OFFICE OF SURFACE MINING RECLAMATION AND ENFORCEMENT
Library of COALEX Research Reports
COALEX Research Reports are the products of research and analysis conducted on specific issues relating to the regulation of Surface Mining Control and Reclamation Act of 1977. The research is conducted in response to requests for information from State Regulatory Authorities, under a cooperative agreement between the Office of Surface Mining (OSM) and the Interstate Mining Compact Commission (IMCC).
COALEX refers to the Library of Surface Mining Materials maintained by OSM in LEXIS-NEXIS and is a major source for the research.
Each Report includes a list of resources which were sent as attachments to the individual who requested the research. To obtain a copy of the attachments or to obtain any additional information, contact Joyce Zweben Scall by phone at 202-686-9138 or by email at JZScall@aol.com.
COALEX STATE INQUIRY REPORT - 285
Sylvia Wilcox, Esquire
Department of Natural Resources
Division of Reclamation
402 W. Washington Street
Indianapolis, Indiana 46204
TOPIC: ROOT MATERIAL IN TOPSOIL
INQUIRY: Indiana section 310 IAC 12-5-12.1 corresponds to the federal regulations 30 CFR 816.22 and provides the rules for removing, storing, etc. topsoil. Please locate administrative cases and other material that discuss what constitutes topsoil, how it is identified and, in particular, the observance of root material.
SEARCH RESULTS: Using the COALEX Library in LEXIS, two Interior Administrative Law Judge decisions were retrieved that contain statements from the inspectors indicating that they were able to identify topsoil in part due to the presence of roots. Two additional decisions, the preamble to the final rule for topsoil and an existing COALEX Report on substituting alternative materials for topsoil are enclosed for background.
GATLIFF COAL CO. v OSM, Docket Nos. NX 92-17-R, NX 92-7-P (1993).
The NOV issued for failure to salvage topsoil was withdrawn because Gatliff offered persuasive evidence that they had not used topsoil in the clay liner of a basin. The inspector testified that he had looked for roots, among other things, as evidence that topsoil had been used to construct the liner of a basi, but has not found any. A Gatliff engineer stated that he saw subsoil material placed in the pond and "saw topsoil material after it was placed in the topsoil pile and could identify it because of the roots and woody debris in the material."

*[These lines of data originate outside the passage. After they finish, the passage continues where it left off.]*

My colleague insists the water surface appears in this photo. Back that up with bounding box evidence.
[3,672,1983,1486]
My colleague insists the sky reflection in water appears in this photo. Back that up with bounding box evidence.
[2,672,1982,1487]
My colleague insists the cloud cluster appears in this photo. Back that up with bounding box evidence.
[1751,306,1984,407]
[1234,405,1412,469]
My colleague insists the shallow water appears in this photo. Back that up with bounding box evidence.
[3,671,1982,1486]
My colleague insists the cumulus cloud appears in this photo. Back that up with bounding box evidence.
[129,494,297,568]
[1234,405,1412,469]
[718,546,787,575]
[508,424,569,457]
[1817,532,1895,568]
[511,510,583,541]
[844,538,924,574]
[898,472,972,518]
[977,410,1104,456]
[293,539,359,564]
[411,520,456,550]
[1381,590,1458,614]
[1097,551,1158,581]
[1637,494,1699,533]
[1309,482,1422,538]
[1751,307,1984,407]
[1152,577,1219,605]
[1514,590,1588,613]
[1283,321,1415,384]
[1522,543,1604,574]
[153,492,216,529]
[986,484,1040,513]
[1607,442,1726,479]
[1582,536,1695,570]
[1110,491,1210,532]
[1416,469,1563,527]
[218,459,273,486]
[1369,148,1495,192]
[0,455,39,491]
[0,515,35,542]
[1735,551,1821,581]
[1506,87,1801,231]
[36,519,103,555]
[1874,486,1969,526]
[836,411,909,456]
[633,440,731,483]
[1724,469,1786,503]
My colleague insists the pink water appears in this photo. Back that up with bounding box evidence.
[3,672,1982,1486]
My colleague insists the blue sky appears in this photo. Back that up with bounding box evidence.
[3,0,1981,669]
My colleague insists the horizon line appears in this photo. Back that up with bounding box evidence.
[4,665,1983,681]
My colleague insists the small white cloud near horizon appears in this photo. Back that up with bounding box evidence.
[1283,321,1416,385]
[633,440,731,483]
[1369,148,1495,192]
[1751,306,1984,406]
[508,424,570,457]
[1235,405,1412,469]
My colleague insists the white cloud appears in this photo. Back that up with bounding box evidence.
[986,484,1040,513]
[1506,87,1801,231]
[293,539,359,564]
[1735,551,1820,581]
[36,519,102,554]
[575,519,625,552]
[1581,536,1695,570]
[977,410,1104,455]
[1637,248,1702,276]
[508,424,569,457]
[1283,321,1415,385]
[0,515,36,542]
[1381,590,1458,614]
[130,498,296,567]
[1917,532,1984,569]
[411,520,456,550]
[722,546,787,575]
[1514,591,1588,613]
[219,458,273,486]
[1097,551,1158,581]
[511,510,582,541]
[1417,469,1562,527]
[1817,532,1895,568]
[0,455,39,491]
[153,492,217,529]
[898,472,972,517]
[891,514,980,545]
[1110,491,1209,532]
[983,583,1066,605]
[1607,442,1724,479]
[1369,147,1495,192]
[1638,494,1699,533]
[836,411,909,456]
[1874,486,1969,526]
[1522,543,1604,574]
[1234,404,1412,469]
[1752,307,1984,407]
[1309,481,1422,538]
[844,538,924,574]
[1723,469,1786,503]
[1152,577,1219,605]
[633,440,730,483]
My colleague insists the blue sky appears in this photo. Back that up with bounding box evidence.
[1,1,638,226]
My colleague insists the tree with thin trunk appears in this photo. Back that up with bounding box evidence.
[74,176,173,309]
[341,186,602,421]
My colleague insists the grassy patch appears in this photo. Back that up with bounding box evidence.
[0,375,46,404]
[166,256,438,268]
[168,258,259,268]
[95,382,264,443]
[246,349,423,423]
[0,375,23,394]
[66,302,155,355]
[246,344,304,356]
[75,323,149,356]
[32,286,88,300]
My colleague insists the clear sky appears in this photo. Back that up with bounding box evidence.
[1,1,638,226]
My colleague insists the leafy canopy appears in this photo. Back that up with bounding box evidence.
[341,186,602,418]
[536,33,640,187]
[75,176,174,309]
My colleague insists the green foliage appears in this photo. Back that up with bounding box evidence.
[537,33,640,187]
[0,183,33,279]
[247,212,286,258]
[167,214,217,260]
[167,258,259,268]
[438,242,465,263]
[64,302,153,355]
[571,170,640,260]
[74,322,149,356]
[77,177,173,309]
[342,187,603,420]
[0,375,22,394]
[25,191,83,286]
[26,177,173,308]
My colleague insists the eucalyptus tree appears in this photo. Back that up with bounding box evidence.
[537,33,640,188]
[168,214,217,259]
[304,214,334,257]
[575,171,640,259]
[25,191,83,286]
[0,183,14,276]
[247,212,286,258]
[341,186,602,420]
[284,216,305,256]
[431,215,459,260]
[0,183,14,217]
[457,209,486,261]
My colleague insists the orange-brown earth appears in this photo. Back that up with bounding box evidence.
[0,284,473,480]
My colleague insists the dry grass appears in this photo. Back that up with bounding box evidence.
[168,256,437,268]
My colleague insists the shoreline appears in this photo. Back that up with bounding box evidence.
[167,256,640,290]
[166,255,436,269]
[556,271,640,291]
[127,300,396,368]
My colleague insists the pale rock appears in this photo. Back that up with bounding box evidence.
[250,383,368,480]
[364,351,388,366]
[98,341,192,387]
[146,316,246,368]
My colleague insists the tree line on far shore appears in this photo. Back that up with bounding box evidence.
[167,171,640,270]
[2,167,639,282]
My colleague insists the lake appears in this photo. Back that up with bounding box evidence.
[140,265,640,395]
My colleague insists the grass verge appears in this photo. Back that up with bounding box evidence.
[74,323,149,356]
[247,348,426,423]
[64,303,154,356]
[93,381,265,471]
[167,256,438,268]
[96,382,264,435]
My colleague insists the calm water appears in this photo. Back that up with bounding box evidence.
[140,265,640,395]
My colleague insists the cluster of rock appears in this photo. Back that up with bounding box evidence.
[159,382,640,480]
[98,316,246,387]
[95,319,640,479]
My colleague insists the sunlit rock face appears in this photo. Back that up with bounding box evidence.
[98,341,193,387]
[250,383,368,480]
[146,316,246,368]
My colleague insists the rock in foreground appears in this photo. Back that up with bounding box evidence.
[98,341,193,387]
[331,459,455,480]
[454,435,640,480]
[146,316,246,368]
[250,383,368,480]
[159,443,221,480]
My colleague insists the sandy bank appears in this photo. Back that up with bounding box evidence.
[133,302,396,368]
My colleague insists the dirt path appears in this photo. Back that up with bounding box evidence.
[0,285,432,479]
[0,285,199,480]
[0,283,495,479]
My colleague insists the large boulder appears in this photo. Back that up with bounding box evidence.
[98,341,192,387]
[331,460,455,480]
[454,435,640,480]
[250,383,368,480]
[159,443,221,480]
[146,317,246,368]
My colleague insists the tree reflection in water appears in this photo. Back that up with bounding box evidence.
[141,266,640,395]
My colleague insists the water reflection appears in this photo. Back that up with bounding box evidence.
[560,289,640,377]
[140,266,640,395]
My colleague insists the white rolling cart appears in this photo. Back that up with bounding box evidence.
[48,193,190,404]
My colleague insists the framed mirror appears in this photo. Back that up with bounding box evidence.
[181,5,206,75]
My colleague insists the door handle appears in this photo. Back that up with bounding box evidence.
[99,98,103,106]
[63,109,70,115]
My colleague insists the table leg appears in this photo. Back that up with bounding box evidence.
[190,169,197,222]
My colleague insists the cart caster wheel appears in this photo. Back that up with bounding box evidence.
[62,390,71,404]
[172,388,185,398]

M & M MINING, INC. v OSM, Docket No. CH 0-125-R (1981). M & M, INC. v OSM, 3 IBSMA 135, IBSMA 81-37 (1981).
M & M was cited for failure to segregate and protect all of its topsoil or "A" horizon material. The reclamation specialist inspecting the site found topsoil mingled with spoil. The specialist was able to identify the topsoil material "by its color and the fact that small roots were mingled with the darker material."
CARBON FUEL CO. v OSM, Docket Nos. CH 9-1-R, CH 9-2-P, CH 9-3-P, CH 9-6-P (1979). CARBON FUEL CO. v OSM, 1 IBSMA 253, IBSMA 79-9 (1979).
In discussing the ability to identify topsoil, the ALJ stated:
"Although the word 'topsoil' is used liberally throughout the Act and regulations, there is no definition for topsoil either in the Act or in the interim regulations. The thrust of the Act is therefore that the A horizon should be removed, stockpiled, and stored to be replaced on disturbed areas or enough material below the A horizon to comprise a total of 6 inches, the purpose being that the drafters considered this to be the proper material for rebegetation when the mined area has been returned to approximate original contour."
48 FR 22092 (MAY 16, 1983). Final rule. Topsoil.
COALEX STATE INQUIRY REPORT - 176, "Substituting alternative materials for topsoil" (1991).
NOTE: The Report is enclosed without attachments.